I totally believe that. And this is good!
As I was a trainee in IT, we need to setup a LAMP and use HeidiSQL under windows. Since I was using Linux quite a time, I brought my laptop and got a fully functional server in 5 minutes (the download for 'apt install' wasn't very fast these days). The rest of the class needed up to a whole day for the setup and understanding.
I think there a lot of cases, where you just need a quick 'let it work' solution. And the more stable it is, the more useful.
But what am I doing with a pretty quick server? I want to present it to the world. And here is the danger. When I don't know anything abut the system and configure my router to 'expose host' (means 'forward every not other used port to one host in the LAN' in AVM configuration), nobody can promise any security. And users tend to 'oh, it doesn't work, lets open everything'.
It starts with ssh. If ssh root is allowed or a default/weak password is set for the user admin/www/user/[anything easy guessable], we have a problem.
fail2ban is good against bruteforce. But what f bruteforce is not neccessary, because phpinfo will tell everything we need to exploit without multiple requests?
A firewall is good, but where to draw the line? Whitelist or blacklist? any to any? What services are allowed to the world and what should stay in the subnet?
We have. Even before IoT with unpatchable fridges, tunneling gaming console (see tredo) and smartphones with more data about you, than you are aware of.
At the moment I'm about to play around with PiHole.
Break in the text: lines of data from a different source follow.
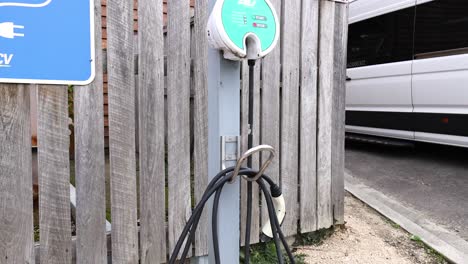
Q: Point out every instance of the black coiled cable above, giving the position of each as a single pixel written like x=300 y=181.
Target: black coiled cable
x=215 y=187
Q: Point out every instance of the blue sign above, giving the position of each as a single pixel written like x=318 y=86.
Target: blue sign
x=47 y=41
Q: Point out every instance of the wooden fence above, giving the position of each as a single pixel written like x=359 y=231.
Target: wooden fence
x=299 y=109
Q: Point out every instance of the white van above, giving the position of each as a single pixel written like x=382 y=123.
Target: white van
x=407 y=72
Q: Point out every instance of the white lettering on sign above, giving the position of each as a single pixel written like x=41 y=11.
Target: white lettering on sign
x=248 y=3
x=5 y=60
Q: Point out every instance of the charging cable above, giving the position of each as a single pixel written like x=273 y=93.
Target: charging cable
x=7 y=30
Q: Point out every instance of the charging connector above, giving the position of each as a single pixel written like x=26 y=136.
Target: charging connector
x=7 y=30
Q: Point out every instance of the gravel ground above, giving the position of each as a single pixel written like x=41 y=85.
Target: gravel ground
x=368 y=237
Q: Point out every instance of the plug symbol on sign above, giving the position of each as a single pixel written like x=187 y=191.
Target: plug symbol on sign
x=26 y=3
x=7 y=30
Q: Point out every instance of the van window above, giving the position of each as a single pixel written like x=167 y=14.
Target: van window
x=383 y=39
x=441 y=25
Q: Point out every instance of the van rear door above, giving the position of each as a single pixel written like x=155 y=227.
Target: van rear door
x=440 y=71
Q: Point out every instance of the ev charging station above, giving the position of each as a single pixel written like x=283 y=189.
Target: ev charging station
x=237 y=30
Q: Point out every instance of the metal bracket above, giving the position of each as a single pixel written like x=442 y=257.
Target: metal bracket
x=230 y=151
x=249 y=153
x=343 y=1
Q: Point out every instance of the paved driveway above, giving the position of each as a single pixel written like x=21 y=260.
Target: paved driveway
x=431 y=179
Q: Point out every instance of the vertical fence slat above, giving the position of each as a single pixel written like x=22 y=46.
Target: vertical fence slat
x=339 y=96
x=178 y=100
x=54 y=175
x=90 y=180
x=270 y=109
x=308 y=116
x=122 y=131
x=151 y=111
x=255 y=226
x=290 y=112
x=200 y=155
x=16 y=208
x=325 y=104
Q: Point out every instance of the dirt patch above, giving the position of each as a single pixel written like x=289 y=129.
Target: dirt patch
x=368 y=237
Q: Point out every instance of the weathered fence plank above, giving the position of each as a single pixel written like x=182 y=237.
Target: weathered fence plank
x=290 y=111
x=339 y=97
x=122 y=131
x=270 y=109
x=200 y=118
x=16 y=200
x=308 y=116
x=178 y=103
x=151 y=131
x=54 y=175
x=325 y=106
x=90 y=180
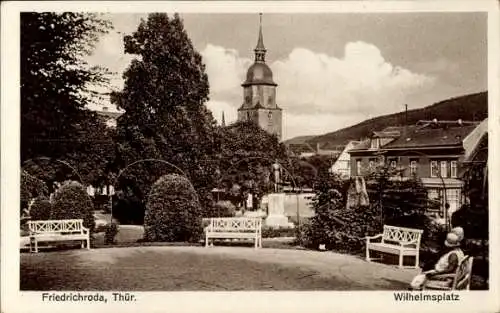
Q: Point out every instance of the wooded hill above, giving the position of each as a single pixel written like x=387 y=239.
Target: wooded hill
x=473 y=107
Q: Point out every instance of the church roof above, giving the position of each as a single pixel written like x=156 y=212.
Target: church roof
x=259 y=73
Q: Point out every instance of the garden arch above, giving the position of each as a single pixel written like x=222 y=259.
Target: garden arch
x=67 y=164
x=233 y=166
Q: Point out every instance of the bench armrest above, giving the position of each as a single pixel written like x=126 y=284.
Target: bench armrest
x=368 y=238
x=407 y=243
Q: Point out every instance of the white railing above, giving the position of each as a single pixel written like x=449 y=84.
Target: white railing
x=234 y=228
x=236 y=224
x=402 y=234
x=56 y=226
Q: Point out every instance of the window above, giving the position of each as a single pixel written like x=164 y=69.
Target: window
x=434 y=169
x=393 y=163
x=444 y=169
x=436 y=206
x=413 y=167
x=453 y=172
x=453 y=198
x=371 y=164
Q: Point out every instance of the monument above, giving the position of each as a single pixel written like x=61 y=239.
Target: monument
x=276 y=203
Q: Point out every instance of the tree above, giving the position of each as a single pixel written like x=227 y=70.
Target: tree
x=41 y=209
x=56 y=87
x=247 y=153
x=164 y=97
x=71 y=201
x=173 y=212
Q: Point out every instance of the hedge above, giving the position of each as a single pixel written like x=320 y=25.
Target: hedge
x=71 y=201
x=173 y=211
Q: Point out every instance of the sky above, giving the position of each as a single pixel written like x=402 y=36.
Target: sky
x=333 y=70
A small DNS forwarder in the LAN, to filter malare/ads/unwanted traffic. There are some devices, that won't work in my configuration. Sonos, Amazon Echo (partly), Xbox Network gaming ... In my world: Deny everything, look at the protocol and if a service won't work, restart the device, look at the protocol, compare and allow ... But in the real work, I need to make a any-exception for Sonos. I even can't give them a own Hostname via DHCP (my workaround is a CNAME record).
It is more important than ever to understand the system(s) and service(s). But to understand you'll need them to work, to play around. Not everybody can afford a dedicated server or is able/want to build a honeypot.
The Shodan Database is a great start to peek, what I am talking about. We already have the Botnet problem. So I don't want to see Elive-for-Server there as bad example.
I think the work of the people here is to valuable, to get bat publicity just because not talking about the possibility.
If an Elive-for-server will be used in a serious attack, at least we can say: hey, look: we have taken the time to consider plenty of situations. This situation is new/unknown, we will take care of it.
This would be great. At least we're talking not tech here, it is just a more philosophical approach to make the world a better place.
This are only my 2 cent and I don't expect everybody will agree.